What does the video say about semaglutide (ozempic)?
Semaglutide (Ozempic) is FDA-approved for type 2 diabetes management, not hypothyroidism or pre-diabetes directly.
What does the video say about a 2019 meta-analysis by kapadia et al. in jcem found?
A 2019 meta-analysis by Kapadia et al. in JCEM found subclinical hypothyroidism significantly raises type 2 diabetes risk, supporting the creator's reported co-occurrence.
What does the video say about diabetes?
Diabetes and pre-diabetes are mutually exclusive diagnoses per ADA criteria; holding both simultaneously is not clinically valid terminology.

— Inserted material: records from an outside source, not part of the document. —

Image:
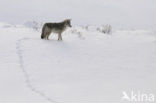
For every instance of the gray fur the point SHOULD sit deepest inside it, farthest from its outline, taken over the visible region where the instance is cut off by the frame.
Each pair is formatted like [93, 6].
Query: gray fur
[58, 28]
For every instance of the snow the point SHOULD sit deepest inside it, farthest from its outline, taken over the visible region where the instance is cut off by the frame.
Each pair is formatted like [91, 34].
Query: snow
[91, 68]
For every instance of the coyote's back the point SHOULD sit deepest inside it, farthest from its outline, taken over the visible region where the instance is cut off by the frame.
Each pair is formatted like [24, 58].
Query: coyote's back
[58, 28]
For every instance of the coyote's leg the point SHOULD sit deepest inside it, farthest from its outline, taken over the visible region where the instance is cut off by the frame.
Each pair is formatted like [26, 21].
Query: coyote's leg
[59, 36]
[48, 36]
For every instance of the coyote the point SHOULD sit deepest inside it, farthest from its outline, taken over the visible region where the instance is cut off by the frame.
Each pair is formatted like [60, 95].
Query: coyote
[58, 28]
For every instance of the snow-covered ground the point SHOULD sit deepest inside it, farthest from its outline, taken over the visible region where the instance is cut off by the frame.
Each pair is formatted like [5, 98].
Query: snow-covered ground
[86, 67]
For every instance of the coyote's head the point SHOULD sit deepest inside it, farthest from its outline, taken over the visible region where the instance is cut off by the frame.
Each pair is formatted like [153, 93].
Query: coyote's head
[67, 22]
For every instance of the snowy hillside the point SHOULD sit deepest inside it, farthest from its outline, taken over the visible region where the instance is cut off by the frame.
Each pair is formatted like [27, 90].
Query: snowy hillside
[86, 67]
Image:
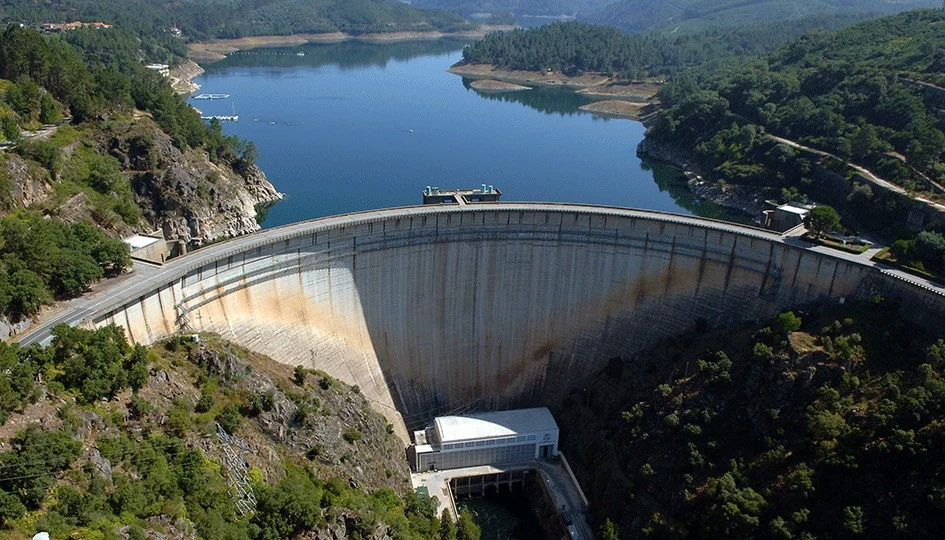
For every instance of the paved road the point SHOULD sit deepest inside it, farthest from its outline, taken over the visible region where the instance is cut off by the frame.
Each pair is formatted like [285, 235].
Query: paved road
[117, 292]
[565, 494]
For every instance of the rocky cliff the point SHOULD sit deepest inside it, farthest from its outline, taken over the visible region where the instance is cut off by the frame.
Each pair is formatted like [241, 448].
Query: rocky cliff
[187, 196]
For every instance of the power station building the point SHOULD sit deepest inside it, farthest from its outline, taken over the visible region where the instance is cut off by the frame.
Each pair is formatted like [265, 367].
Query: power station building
[493, 438]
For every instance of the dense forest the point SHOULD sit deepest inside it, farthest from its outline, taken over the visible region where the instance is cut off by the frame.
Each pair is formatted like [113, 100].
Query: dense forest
[520, 7]
[573, 47]
[639, 16]
[680, 16]
[865, 94]
[92, 78]
[822, 423]
[237, 18]
[131, 446]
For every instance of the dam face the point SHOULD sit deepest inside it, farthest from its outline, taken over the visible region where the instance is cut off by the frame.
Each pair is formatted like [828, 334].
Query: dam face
[431, 309]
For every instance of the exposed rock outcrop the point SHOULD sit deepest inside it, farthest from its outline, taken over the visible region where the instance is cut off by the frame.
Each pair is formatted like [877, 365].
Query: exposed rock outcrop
[184, 194]
[28, 182]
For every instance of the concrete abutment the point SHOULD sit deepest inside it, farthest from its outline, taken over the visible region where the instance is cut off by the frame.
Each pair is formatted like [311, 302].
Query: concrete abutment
[433, 310]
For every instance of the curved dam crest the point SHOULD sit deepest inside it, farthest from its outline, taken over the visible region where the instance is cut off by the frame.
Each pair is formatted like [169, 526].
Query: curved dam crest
[440, 309]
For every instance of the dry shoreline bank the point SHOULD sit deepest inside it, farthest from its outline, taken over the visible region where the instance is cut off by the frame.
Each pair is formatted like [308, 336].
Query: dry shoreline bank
[212, 51]
[615, 97]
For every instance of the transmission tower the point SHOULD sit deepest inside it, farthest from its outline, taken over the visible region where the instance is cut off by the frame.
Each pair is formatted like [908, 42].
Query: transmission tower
[237, 474]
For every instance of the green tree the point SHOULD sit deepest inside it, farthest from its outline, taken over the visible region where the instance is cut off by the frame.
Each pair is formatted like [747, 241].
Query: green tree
[822, 220]
[787, 322]
[609, 530]
[447, 528]
[11, 130]
[25, 293]
[930, 247]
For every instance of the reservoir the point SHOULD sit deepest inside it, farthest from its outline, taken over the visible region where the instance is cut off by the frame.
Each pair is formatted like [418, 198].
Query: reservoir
[353, 126]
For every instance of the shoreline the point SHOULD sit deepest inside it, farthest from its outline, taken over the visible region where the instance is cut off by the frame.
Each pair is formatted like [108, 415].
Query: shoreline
[216, 50]
[593, 85]
[746, 199]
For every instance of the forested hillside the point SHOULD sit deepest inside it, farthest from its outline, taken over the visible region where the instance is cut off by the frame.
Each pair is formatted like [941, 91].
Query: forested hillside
[825, 423]
[574, 47]
[638, 16]
[102, 439]
[237, 18]
[521, 7]
[854, 93]
[133, 156]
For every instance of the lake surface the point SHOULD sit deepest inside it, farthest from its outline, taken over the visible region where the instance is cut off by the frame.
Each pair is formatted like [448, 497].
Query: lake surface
[354, 126]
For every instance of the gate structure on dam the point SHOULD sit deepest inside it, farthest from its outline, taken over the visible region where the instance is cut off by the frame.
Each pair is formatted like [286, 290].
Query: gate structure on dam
[433, 309]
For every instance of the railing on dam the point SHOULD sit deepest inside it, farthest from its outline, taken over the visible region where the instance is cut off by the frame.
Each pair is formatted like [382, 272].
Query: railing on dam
[197, 260]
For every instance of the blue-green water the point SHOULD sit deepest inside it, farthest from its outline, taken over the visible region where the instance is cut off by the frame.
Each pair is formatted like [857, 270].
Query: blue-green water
[351, 127]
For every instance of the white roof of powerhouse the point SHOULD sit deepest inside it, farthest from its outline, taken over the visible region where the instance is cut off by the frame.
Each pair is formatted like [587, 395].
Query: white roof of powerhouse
[494, 424]
[137, 241]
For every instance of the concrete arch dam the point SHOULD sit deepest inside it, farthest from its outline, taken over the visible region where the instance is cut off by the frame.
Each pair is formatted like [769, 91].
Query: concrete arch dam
[436, 309]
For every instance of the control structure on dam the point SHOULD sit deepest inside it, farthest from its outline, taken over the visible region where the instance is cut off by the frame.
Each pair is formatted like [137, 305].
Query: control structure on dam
[435, 310]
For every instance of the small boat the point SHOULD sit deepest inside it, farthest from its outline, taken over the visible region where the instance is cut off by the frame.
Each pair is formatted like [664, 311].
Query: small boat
[222, 117]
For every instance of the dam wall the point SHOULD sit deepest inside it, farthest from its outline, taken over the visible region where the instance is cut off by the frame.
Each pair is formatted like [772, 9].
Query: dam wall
[432, 310]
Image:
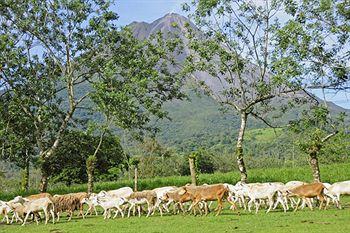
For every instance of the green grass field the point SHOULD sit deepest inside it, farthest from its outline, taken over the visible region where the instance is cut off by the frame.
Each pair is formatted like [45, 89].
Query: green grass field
[329, 173]
[331, 220]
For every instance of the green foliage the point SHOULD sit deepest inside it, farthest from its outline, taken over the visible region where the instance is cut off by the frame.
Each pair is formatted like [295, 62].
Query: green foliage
[76, 152]
[316, 38]
[137, 81]
[313, 127]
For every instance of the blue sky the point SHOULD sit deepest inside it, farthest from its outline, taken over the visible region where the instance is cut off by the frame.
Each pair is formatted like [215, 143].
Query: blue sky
[150, 10]
[145, 10]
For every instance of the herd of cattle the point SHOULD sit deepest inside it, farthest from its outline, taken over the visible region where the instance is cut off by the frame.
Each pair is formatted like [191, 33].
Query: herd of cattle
[296, 194]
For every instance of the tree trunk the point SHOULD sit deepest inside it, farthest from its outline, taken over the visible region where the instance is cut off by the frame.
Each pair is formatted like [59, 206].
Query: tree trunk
[25, 174]
[90, 167]
[315, 168]
[239, 148]
[135, 179]
[193, 171]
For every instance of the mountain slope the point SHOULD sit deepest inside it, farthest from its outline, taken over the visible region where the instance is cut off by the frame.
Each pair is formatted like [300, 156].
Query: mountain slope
[200, 122]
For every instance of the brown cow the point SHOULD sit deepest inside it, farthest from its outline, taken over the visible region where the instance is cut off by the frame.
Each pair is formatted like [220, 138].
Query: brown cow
[174, 196]
[38, 196]
[308, 191]
[205, 193]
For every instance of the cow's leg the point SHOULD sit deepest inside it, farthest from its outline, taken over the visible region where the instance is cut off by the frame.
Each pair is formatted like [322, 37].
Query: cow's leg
[257, 205]
[243, 202]
[308, 200]
[250, 204]
[130, 207]
[270, 204]
[139, 210]
[321, 198]
[25, 219]
[219, 205]
[46, 215]
[52, 215]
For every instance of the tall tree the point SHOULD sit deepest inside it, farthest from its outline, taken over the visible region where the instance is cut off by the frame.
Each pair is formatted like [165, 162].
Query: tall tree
[237, 50]
[16, 138]
[314, 130]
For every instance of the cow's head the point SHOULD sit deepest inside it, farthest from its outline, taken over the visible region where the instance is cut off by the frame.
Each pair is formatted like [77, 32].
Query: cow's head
[182, 191]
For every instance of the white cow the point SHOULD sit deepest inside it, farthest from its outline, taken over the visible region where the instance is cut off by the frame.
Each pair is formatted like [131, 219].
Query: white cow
[339, 188]
[110, 203]
[5, 210]
[122, 192]
[37, 205]
[160, 192]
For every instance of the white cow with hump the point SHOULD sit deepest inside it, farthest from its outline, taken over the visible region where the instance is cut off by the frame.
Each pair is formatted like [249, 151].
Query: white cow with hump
[121, 192]
[160, 192]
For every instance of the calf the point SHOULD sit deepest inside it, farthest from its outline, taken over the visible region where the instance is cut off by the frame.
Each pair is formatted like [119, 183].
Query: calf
[176, 198]
[33, 206]
[5, 209]
[205, 193]
[339, 188]
[148, 197]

What does the video say about ozempic carries a boxed warning for thyroid c-cell tumor risk?
Ozempic carries a boxed warning for thyroid C-cell tumor risk in animal studies; people with existing thyroid conditions must discuss this with their prescriber before starting.
What does the video say about the six-second hold technique described?
The six-second hold technique described is correct and reduces medication loss at the injection site per Novo Nordisk guidelines.
What does the video say about sharps disposal in an approved container?
Sharps disposal in an approved container is legally required in most U.S. states and reduces community needle-stick injury risk.
Sources & references
Citations extracted from our medical team's review. Click any citation to search PubMed.
Read More on This Topic
Our written guides go deeper with dosing details, comparison tables, and medical-team reviewed protocols.
Not medical advice. This video was made by Kerosene Skies, not by FormBlends. Our write-up above is an editorial review, not a medical recommendation. Talk to your doctor before making any decisions about medications or treatments.